From the beginning of my pregnancy, Greg and I talked only of a homebirth. We assumed it would be unattended by anyone who'd ever been to a homebirth. Early in my pregnancy I started accumulating books and reading about homebirth and midwifery. I also came in contact with support groups through the mail, and located a doctor 60 miles away who attends homebirths. We had decided we didn't want a doctor present, and by my seventh month had located a couple of fairly inexperienced birth attendants who agreed to make the 65 mile trip. As it was, Zenon was born at 6:40, and they didn't arrive until 8:00.

The week before the birth was full of lots of Braxton-Hicks contractions that had a different quality to them than those of the last 4 months. Our first child, Meadow Fawn, was born in a hospital 5 years ago.

At 3 a.m. I had a bloody show, and figured this was it. I woke up Greg and activated his nesting instinct. I called the birth attendants before 4:00. They said they'd find baby-sitters about 6:00 and be here by 8:00.

The labor progressed, but didn't get as intense as I had expected. It wasn't really until my water broke and I knew I was in transition that I realized how quickly I was having the baby. For about the last hour before my water broke I could feel my cervix being pulled open. So at 6:00 my water broke and shortly after that my friend, Stacie, arrived. She got her first practical experience in baby catching, although no one actually "caught" Zenon. He just shot out onto the bed between Greg and Stacie and my legs.

A few contractions after the membranes ruptured, I felt the baby's head move into the birth canal. It surprised me how easy it was to feel just what my body was doing. I had decided that a lot of conscious pushing could interfere with the flow of my body expelling this ripe baby. So for part of each contraction the last half hour or so, I blew so as not to speed up baby's entry to this world. I could feel my uterus and whole pelvic area contracting and pushing the baby down the birth canal. Greg and Stacie supported and massaged my perineum and worked the skin from the top down for extra elasticity. When the head was born to the lips Stacie said, "Push the rest of his head out." With the next contraction I didn't blow and out he shot. He weighed 9 lb., 7 oz. My perineum didn't tear, although I did get a couple of tears on my labia which healed quickly on their own. The placenta was delivered about 20 minutes later as I squatted over a bowl.

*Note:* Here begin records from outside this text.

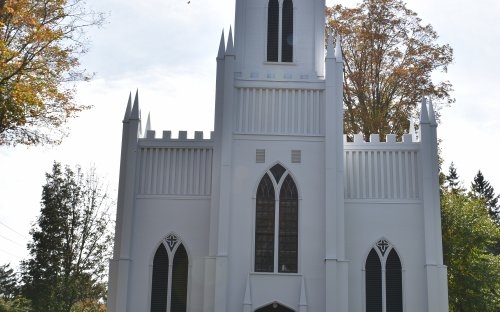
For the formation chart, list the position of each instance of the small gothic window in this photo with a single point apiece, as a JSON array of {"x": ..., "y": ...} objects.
[
  {"x": 287, "y": 32},
  {"x": 276, "y": 223},
  {"x": 373, "y": 277},
  {"x": 383, "y": 255},
  {"x": 170, "y": 276},
  {"x": 272, "y": 30},
  {"x": 274, "y": 307},
  {"x": 159, "y": 287}
]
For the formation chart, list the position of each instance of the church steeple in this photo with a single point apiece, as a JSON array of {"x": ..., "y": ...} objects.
[{"x": 280, "y": 39}]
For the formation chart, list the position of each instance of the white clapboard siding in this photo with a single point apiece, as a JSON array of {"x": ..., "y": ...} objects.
[
  {"x": 279, "y": 111},
  {"x": 381, "y": 174},
  {"x": 175, "y": 171}
]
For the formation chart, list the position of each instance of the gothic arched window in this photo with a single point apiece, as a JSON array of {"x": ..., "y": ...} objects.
[
  {"x": 383, "y": 279},
  {"x": 276, "y": 223},
  {"x": 280, "y": 31},
  {"x": 274, "y": 307},
  {"x": 287, "y": 32},
  {"x": 273, "y": 14},
  {"x": 170, "y": 276}
]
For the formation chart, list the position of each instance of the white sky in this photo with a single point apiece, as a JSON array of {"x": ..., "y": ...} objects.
[{"x": 167, "y": 49}]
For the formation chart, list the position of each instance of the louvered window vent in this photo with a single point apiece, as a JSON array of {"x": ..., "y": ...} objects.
[{"x": 260, "y": 156}]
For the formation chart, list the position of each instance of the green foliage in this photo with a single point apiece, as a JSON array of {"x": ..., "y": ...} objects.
[
  {"x": 70, "y": 242},
  {"x": 18, "y": 304},
  {"x": 452, "y": 180},
  {"x": 469, "y": 235},
  {"x": 40, "y": 45},
  {"x": 389, "y": 58},
  {"x": 482, "y": 189},
  {"x": 9, "y": 287}
]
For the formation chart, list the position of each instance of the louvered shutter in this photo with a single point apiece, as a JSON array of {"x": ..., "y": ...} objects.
[
  {"x": 393, "y": 283},
  {"x": 179, "y": 280},
  {"x": 373, "y": 277},
  {"x": 159, "y": 287}
]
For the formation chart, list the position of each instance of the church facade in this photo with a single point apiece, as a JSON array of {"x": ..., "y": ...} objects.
[{"x": 277, "y": 211}]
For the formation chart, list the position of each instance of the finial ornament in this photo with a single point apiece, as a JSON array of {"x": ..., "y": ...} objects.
[
  {"x": 230, "y": 45},
  {"x": 135, "y": 109},
  {"x": 220, "y": 54},
  {"x": 424, "y": 115},
  {"x": 432, "y": 115},
  {"x": 330, "y": 50},
  {"x": 128, "y": 109},
  {"x": 338, "y": 48}
]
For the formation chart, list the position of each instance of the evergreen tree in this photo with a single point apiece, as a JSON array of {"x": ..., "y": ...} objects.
[
  {"x": 469, "y": 236},
  {"x": 8, "y": 282},
  {"x": 452, "y": 182},
  {"x": 70, "y": 242},
  {"x": 481, "y": 188}
]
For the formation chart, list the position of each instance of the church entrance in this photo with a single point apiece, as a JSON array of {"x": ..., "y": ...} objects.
[{"x": 274, "y": 307}]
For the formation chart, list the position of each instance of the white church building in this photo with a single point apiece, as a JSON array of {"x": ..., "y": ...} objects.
[{"x": 277, "y": 211}]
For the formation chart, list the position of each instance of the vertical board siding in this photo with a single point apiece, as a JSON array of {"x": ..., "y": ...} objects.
[
  {"x": 381, "y": 174},
  {"x": 175, "y": 171},
  {"x": 279, "y": 111}
]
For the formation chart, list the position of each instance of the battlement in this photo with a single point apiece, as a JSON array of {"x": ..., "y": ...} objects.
[
  {"x": 407, "y": 138},
  {"x": 182, "y": 136}
]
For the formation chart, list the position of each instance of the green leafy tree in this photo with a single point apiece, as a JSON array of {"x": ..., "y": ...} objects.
[
  {"x": 40, "y": 45},
  {"x": 482, "y": 189},
  {"x": 18, "y": 304},
  {"x": 389, "y": 58},
  {"x": 70, "y": 242},
  {"x": 9, "y": 287},
  {"x": 469, "y": 235}
]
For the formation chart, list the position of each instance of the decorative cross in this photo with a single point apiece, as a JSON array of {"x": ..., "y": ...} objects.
[
  {"x": 171, "y": 241},
  {"x": 383, "y": 245}
]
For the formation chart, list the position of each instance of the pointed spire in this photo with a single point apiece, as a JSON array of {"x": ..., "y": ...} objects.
[
  {"x": 220, "y": 54},
  {"x": 135, "y": 109},
  {"x": 148, "y": 123},
  {"x": 247, "y": 300},
  {"x": 424, "y": 116},
  {"x": 338, "y": 49},
  {"x": 230, "y": 45},
  {"x": 432, "y": 115},
  {"x": 330, "y": 51},
  {"x": 128, "y": 109}
]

The whole birth experience was almost very matter-of-fact. There was such a naturalness to it that wove it into the fabric of our lives. At the same time it was a very charged and intense time. You can appreciate the force and simplicity with which the world populates itself. This sense of sharing in the celebration of life is impossible in a hospital. That experience alone should be almost all the reason you need to have a baby at home.